Em tribunal, em 1999, o especialista Roy Meadow garantiu que a probabilidade de dois irmãos morrerem de morte súbita era de 1 em 73 milhões. “Uma morte súbita de um bebé é uma tragédia, duas são suspeitas e três são homicídios até prova em contrário”, já tinha escrito uma década antes, em “O ABC dos Abusos Infantis”.
Condenada a passar o resto da vida na prisão, Sally Clark acabaria por ser libertada três anos depois, em 2003, justamente o ano em que Kathleen Folbigg foi sentenciada a 40 anos de prisão sem possibilidade de liberdade condicional durante 30. Cinco anos depois de ser libertada, a inglesa, então com 42, foi encontrada morta em casa, vítima de intoxicação aguda por álcool, que na altura as autoridades declararam “acidental” mas que os seus sempre acreditaram ter sido um ato planeado de desistência. “Nunca recuperou totalmente dos efeitos deste terrível erro judicial”, foi como a família, que se manteve sempre ao seu lado, reagiu, em comunicado, à tragédia.
Quando recebeu o telefonema para ajudar a defesa de Kathleen Folbigg estava a trabalhar na sua investigação sobre lúpus. Ainda assim, aceitou de imediato rever o caso. Porquê?
Inicialmente não foram os advogados de defesa da Kathleen que me contactaram, foi apenas um advogado que, por acaso, tinha tirado um curso de ciências e fez a tese no meu departamento. Tinha visto um programa de televisão, sobre um caso que tinha estudado na Faculdade de Direito.
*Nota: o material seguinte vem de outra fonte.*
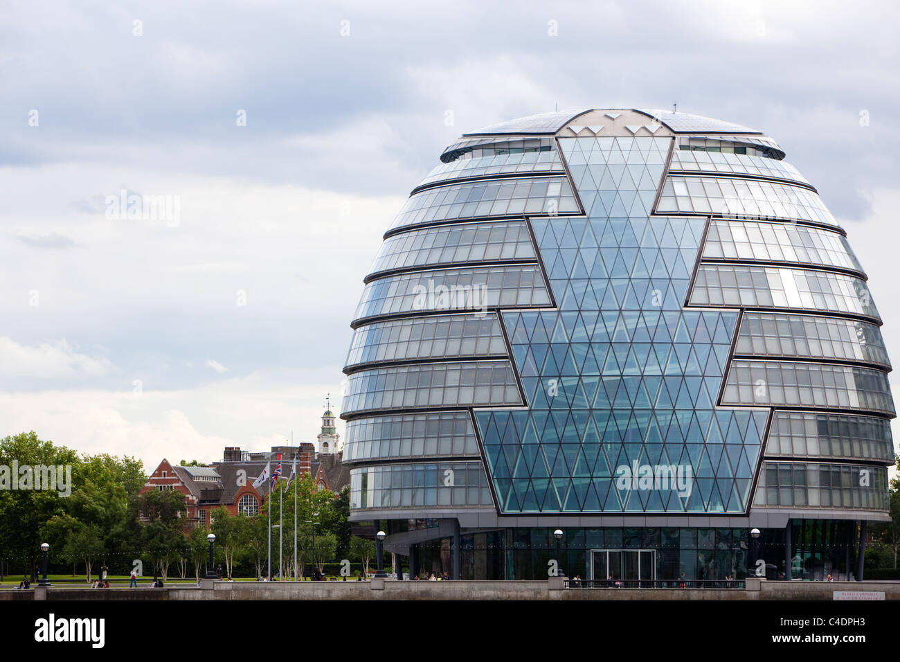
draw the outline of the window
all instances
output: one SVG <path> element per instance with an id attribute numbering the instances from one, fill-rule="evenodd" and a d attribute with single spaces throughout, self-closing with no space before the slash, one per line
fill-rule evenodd
<path id="1" fill-rule="evenodd" d="M 244 494 L 238 502 L 238 512 L 245 515 L 258 515 L 259 502 L 253 494 Z"/>

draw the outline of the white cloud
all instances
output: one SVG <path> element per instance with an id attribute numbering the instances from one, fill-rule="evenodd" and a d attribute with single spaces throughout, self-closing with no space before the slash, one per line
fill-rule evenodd
<path id="1" fill-rule="evenodd" d="M 208 360 L 206 362 L 206 367 L 212 367 L 213 370 L 215 370 L 220 375 L 228 372 L 228 368 L 225 367 L 225 366 L 223 366 L 219 361 L 217 361 L 215 359 L 212 359 L 212 358 L 211 358 L 210 360 Z"/>
<path id="2" fill-rule="evenodd" d="M 196 388 L 145 388 L 140 395 L 124 389 L 0 393 L 0 437 L 34 430 L 79 452 L 137 456 L 147 469 L 163 458 L 220 459 L 226 446 L 268 450 L 292 432 L 294 444 L 314 442 L 324 394 L 337 390 L 320 376 L 255 373 Z"/>
<path id="3" fill-rule="evenodd" d="M 104 357 L 77 351 L 65 340 L 22 345 L 0 336 L 0 376 L 69 379 L 104 375 L 113 367 Z"/>

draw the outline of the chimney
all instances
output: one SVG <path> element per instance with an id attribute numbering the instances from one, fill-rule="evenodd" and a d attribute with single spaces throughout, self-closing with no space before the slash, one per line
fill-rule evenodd
<path id="1" fill-rule="evenodd" d="M 297 472 L 303 476 L 312 472 L 312 456 L 316 452 L 316 447 L 310 443 L 302 443 L 300 445 L 300 459 Z"/>
<path id="2" fill-rule="evenodd" d="M 225 453 L 222 455 L 224 462 L 240 462 L 240 447 L 226 446 Z"/>

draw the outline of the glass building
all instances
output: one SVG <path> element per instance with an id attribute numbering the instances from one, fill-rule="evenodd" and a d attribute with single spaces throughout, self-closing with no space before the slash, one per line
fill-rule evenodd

Disse-me que sempre achou um pouco estranho que ela tivesse sido condenada apenas com provas circunstanciais, e que nesse programa em particular estavam a falar da patologia das crianças e havia bastantes imagens da miocardite de Laura, a filha mais velha, a que o médico legista disse ter tido “morte indeterminada” — essencialmente porque tinha sido avisado de que tinha havido três outras mortes na família, porque, na verdade, ela tinha uma doença cardíaca bastante grave.
Então este cientista telefonou-me e disse: ‘Acha que pode haver uma causa genética? E se houver uma causa genética, temos as tecnologias para fazer este trabalho?’. Acho que se lembrou de que estávamos a criar um centro de sequenciação de genomas humanos e queria saber se era possível fazer isso e sequenciar genomas de crianças que tinham morrido, e todo esse tipo de coisas.
Contou-me a história das crianças e disse-me que pelo menos duas delas estavam muito doentes, um dos rapazes tinha epilepsia grave e cegueira, e uma das raparigas tinha miocardite. E depois outra rapariga tinha tido uma infeção respiratória na altura da morte, e o primeiro rapaz tinha tido laringomalácia [uma anomalia congénita da laringe, relativamente comum em crianças com menos de um ano], tudo isso parecia… Eu sou médica, por isso, para mim, tudo aquilo me pareceu estranho, e também lhe disse que tínhamos acabado de sequenciar uma família na Europa que nos tinha sido remetida, onde havia quatro mortes na família…
Uma família na Macedónia, certo?
Sim, com mortes a rondar os 20 dias de vida. Por isso, na altura, disse-lhe: ‘Isto pode ser feito, acho que vale mesmo a pena fazê-lo se ainda não foi feito’. Mas disse-lhe também que não sabia se éramos as melhores pessoas para isso: ‘Como se trata de um caso legal, talvez seja melhor arranjar uma instituição governamental ou uma equipa de pessoas que trabalhem especificamente nesta área’. Então ele falou com os advogados de Kathleen Folbigg, que tentaram mas não conseguiram encontrar ninguém que quisesse fazer isto. Telefonaram-me e eu disse: ‘Se ninguém o quer fazer, acho que deve ser feito, porque quando ouvi toda esta história, pareceu-me muito bizarra e achei que valia a pena fazê-lo’. Na altura, também não sabia que ia acabar por dar tanto trabalho, tantos relatórios e tantos processos legais… Pensei que, se houvesse uma causa genética, em 50% dos casos a podíamos encontrar, e ofereci-me para ajudar.
Começaram por analisar a mãe e não as crianças. Porquê?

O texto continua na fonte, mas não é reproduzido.